右耳と左耳の下で若干長さの違うショートボブを傾げながら彼女は言う。

「チョコレートケーキとチーズケーキどちらがお好きですか?」

そうきたか。有無を言わさない、彼女は手段を選ばない。

こちらが甘いものを好きか嫌いかとかどうでもよくて、2つを手に入れる為に彼女は尋ねる。

「チョコレートケーキかな。」

「じゃあ私はチーズケーキ頼むので半分こしましょ。すいませーん。」

彼女は朗らかに店員を呼ぶ、嬉々として注文している姿は無垢の結晶だなあと思う。

「あ。」

彼女が何かに気づく。

「ごめんなさい。甘いものお好きでしたか?」

計算尽くされたラリーでも、それがたとえ嘘でも、僕らが返せる答えはイエスしかないのだ。

「大好きですよ。」

「良かった。」と彼女は鈴のように笑う。

よく女性は花に例えられるけれど、それってやっぱりフェロモンなんだろうか。そんなことを考えた。



「えー。この女の子凄いねー。」

そこまで考えた時に思考が止まる。また鈴の声。

まさしくこのコラムのモデルの女が、感嘆の声を上げる。

目をキラキラさせて、感想を述べている。

ぼんやりとした頭の中で、してあげてきた ことを考える。幼い頃からありとあらゆるワガママを聞いてきた。裏山の柿が食べたいだとか、手作りの可愛いネックレスが欲しいと言われれば、隣町まで自転車を飛ばした。卒業式で使うドレスを徹夜して縫ってあげたこともあったし、飲み会今終わったと言われれば何時でも迎えに行った。



中学の時は男子を全滅させたし、当時はまあ思春期だから一部の カワイクナイ 女子にはやっかまれていた。

大学でも就職先の農協でも蝶よ花よと持て囃され、彼女は二個上の イチバン いい男と付き合った。

超絶エリートでも絶世のイケメンでもないけれど、優しくて笑顔が爽やかな、「ああいう人と結婚したい」と結婚適齢期の女子に言われるがその頃にはもう売り切れてる、そんなタイプの男だ。

彼女は明日結婚する。
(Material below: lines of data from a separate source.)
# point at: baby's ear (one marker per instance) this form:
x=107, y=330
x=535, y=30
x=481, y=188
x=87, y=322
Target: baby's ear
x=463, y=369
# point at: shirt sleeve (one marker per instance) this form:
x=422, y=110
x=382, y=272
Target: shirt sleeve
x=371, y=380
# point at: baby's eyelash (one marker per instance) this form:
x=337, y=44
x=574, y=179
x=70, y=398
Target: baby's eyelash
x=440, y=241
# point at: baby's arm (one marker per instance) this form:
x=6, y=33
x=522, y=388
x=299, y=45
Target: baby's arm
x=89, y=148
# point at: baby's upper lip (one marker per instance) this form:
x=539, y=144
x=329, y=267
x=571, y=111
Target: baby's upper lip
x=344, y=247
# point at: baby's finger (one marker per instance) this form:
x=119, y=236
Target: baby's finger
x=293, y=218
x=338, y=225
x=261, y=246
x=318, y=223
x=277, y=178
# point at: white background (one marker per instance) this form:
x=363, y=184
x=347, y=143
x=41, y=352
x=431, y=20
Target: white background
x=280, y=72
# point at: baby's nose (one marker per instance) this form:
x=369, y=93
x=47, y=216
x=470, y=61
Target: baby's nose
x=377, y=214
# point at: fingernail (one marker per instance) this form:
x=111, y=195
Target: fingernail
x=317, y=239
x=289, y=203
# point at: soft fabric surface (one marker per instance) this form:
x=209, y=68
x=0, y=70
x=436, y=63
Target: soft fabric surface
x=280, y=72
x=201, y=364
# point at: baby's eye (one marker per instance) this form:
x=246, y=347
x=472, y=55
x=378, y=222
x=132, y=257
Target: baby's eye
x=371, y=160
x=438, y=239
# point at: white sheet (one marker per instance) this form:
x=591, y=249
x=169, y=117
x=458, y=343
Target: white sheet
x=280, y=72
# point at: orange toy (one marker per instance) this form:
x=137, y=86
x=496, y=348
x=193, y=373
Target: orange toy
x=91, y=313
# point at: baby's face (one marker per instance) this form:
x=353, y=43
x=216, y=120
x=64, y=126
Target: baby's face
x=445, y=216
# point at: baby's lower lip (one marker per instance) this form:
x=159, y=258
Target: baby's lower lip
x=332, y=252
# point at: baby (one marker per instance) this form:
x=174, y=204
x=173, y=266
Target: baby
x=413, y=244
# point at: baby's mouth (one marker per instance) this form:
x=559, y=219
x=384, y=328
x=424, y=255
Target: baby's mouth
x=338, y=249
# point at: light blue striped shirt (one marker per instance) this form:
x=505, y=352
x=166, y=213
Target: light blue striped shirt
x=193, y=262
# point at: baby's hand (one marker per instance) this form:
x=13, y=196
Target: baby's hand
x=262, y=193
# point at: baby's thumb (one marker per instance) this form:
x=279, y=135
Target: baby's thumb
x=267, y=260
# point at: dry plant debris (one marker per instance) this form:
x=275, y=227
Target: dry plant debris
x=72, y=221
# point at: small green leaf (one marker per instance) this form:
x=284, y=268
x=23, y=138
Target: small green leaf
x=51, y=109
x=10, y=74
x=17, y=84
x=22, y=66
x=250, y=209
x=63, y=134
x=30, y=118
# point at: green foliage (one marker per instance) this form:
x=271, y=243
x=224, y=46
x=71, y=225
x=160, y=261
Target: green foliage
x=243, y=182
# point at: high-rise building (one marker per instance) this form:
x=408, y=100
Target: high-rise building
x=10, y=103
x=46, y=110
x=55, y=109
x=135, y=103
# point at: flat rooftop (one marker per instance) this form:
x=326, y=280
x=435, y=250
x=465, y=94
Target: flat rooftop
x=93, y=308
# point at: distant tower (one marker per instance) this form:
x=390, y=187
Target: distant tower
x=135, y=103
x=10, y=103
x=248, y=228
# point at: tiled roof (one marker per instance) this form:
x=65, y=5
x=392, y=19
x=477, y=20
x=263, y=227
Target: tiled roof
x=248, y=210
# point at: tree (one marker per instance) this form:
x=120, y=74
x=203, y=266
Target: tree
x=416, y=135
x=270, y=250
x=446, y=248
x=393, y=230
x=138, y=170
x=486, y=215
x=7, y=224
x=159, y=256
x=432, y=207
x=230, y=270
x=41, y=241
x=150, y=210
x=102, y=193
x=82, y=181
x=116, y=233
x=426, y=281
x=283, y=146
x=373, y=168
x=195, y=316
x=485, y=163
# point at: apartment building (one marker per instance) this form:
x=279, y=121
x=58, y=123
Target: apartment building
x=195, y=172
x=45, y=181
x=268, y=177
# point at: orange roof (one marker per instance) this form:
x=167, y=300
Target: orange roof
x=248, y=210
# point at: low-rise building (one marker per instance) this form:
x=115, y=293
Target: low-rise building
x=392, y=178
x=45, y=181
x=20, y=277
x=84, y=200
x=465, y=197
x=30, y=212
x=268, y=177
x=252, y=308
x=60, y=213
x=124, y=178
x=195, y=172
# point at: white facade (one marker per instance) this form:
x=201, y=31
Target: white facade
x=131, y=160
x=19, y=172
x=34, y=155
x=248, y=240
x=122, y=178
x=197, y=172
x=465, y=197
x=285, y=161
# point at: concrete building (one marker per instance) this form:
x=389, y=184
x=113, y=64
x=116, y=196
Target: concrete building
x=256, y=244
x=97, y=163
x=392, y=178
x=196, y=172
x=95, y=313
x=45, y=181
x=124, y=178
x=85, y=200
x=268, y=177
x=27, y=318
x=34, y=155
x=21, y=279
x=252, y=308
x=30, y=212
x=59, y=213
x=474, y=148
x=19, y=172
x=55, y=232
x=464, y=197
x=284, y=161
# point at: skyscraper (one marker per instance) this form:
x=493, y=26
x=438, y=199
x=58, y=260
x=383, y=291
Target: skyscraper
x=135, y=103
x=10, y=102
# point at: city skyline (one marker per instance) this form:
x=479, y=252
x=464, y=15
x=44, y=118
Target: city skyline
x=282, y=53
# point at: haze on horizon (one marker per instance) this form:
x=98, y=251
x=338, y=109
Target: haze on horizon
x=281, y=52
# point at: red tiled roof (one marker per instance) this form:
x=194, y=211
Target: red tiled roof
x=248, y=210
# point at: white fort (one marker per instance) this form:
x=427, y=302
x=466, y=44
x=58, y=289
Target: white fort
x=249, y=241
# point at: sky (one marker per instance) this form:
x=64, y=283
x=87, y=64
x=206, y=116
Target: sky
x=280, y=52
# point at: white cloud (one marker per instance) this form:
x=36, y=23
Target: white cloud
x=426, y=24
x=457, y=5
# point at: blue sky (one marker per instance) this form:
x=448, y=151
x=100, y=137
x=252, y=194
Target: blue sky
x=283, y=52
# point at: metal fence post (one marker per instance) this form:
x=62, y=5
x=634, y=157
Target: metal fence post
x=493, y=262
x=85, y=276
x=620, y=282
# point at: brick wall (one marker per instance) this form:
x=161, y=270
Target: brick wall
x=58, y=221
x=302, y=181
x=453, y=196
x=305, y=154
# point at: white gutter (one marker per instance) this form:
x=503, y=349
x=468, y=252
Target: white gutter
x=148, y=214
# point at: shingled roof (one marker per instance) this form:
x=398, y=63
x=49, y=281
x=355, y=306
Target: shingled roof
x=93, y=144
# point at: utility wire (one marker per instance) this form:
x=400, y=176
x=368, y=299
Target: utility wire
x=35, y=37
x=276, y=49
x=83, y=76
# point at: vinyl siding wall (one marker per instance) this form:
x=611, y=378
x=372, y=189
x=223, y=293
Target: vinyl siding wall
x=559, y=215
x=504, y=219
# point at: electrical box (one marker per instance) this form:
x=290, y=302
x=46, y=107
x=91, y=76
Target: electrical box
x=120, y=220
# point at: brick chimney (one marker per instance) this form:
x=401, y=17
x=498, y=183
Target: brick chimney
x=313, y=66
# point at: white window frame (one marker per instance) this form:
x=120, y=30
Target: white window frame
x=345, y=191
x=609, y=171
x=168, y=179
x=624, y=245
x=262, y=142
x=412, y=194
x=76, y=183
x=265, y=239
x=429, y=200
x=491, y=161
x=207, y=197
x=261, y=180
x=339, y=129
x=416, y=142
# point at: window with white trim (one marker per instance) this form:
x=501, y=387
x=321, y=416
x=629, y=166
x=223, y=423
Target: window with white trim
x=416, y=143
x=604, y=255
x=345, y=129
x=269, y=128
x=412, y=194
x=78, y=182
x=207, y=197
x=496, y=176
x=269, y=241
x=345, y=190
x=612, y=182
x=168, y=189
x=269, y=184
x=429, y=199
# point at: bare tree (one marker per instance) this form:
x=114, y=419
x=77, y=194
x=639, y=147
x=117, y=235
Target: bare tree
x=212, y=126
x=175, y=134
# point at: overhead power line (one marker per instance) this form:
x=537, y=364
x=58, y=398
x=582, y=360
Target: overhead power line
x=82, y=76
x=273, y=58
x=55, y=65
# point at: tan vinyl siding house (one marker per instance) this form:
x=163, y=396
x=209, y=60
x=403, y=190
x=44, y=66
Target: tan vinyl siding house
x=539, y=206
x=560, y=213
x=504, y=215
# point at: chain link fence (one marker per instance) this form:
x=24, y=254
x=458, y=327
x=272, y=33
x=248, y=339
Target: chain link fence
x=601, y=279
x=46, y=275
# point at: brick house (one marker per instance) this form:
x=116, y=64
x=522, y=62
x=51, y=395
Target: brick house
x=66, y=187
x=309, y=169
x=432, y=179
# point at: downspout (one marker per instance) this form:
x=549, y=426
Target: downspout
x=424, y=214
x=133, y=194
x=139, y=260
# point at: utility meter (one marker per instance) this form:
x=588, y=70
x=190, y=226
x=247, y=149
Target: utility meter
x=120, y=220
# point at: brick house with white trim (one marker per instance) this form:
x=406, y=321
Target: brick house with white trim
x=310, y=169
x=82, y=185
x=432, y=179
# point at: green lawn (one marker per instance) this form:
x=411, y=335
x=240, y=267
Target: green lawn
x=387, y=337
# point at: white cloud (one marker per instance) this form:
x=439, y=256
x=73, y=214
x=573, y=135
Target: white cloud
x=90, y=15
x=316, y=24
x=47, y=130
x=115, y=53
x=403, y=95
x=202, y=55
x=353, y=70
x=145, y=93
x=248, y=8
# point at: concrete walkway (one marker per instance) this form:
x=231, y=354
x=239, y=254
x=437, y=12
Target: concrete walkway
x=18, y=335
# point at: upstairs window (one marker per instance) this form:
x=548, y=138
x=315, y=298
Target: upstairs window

使い古された円の中に僕はもう、いないのだ。


「私ね、こうちゃんのこと、好きだったんだよ。」

アイスティーのレモンを突きながら伏し目がちに彼女は笑う。

知ってた。ずっと好きだ好きだと言われて来たから、まさかこんな日が来るとは思いもしなかった。

いつもより少し長い睫毛も、久しぶりに肩より下に伸ばした髪も、桜貝みたいな小さな爪も、明日のためだって知ってる。

彼女は一度も僕のものにならないまま、明日誰かのものになるのだ。

「あ、そろそろブライダルエステの時間。じゃあまた明日。」

彼女はヒラリと伝票を抜き取り颯爽と出口へと向かう。

よくあるラブストーリーならここで引き止めて、告白する流れだけど、僕はダスティン・ホフマンにはなれない。

永遠に来なければ良い明日を思って、深くため息をついた。